Batakhanelerde ticaret metaı haline getirilenler bizim kızlarımız ve erkeklerimizdir; diri diri gömülen ve canlı cenaze haline getirilenler bizim insanlarımızdır. Milletinden, ülkesinden ve inançlarından koparılanlar bizim insanlarımızdır. O büyük hesap gününde, onları kurtarmak için ne yaptığımızdan sorgulanacağımız insanlardır bunlar:

“Diri diri gömülen kıza sorulduğunda; hangi suçtan öldürüldü diye”(Tekvir 81/8,9)

Evet bu hesap sorulacaktır. ‘Zalimlerin zulmü altında inleyen mazlumlar için ne yaptınız?’ sorusu ile karşılaşacağız. Bu gerçek gözden uzak tutulmamalıdır. Fatih Ürek ve arkadaşlarının çığlıkları ‘bizi kurtarın’ çığlıklarıdır. Zalimlerin sultası devam ettiği sürece de bu çığlıklar hiç bitmeyecektir.

İnsanların ve Toplumların Özünü Değiştirebilmek

Ancak bunu yapabilmek için Rûm/31 ve 32. ayetlerde bazı ön şartların sağlanması gerektiğine dikkat çekilmektedir.

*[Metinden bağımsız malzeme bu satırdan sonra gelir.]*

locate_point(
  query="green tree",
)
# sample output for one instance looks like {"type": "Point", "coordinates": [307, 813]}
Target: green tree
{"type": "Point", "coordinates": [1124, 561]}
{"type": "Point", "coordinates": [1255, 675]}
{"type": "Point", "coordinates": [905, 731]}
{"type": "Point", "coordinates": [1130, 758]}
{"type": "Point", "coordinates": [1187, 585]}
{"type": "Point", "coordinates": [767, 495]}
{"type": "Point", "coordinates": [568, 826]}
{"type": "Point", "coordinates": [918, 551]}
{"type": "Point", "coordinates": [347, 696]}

Fıtrat dini, fert ve toplumu temel değerleri, birincil değerleri, ana frekansları gözönüne alarak değiştirmeyi hedefler. Bunalım yaratan ana parametrelere dikkat çekerek köklü, özlü bir değişimi öngörür. Bir zihniyet değişimi gerçekleştirmeden sonuçları yasalarla değiştirmeye kalkmaz. Yukarıya alıntıladığımız Rum sûresinin31, 32. ayetlerinde değişim için, ‘Allah’a yönelin’, ‘Allah’tan korkun’, ‘O’na ibadet edin’, ‘Şirke sapanlardan olmayın’, ‘Dinin bütünlüğünü bozmayın,’  gibi bazı ön koşulların var olduğunu görüyoruz. Şüphesiz ki fıtrat dininin hayatı tanzim etmesi için gerekli ön koşullar, sadece bunlar değildir.

Böyle bir değişim için ciddi bir ön hazırlığa ihtiyaç vardır. Burada sorulacak ana soru, öncelikle neyi değiştirelim ki köklü kalıcı bir değişim meydana gelmiş olsun? İnsanın/ toplumun özü değişmiş olsun. Sorun, sonuçları tartışmak, onlar üzerine îmal-i fikr eylemek değildir. İyi, olumlu sonuçlar doğuracak ana noktalar, ana konular nelerdir? Neler sebep, neler sonuçtur? Daha açıkçası, değişimin ana dinamikleri nelerdir? Söylemek istediğimiz, Kur’ân-ı Kerim’de Rad 11, Enfal 53’de dikkat çekilen husustur:

“Allah, bir kez bir kavme verdiği bir nimeti, onlar kendilerindeki bu nimete erme sebebini değiştirmedikçe değiştirecek değildir.

Tıpkı Firavun hanedanı ve onlardan öncekilerin gidişi gibi. Onlar, Rab’lerinin ayetlerine yalan dediler, Biz de kendilerini günahları yüzünden helak ettik ve Firavun hanedanını suda boğduk. Onların hepsi zalim kimselerdi.”(Enfal 8/53-54)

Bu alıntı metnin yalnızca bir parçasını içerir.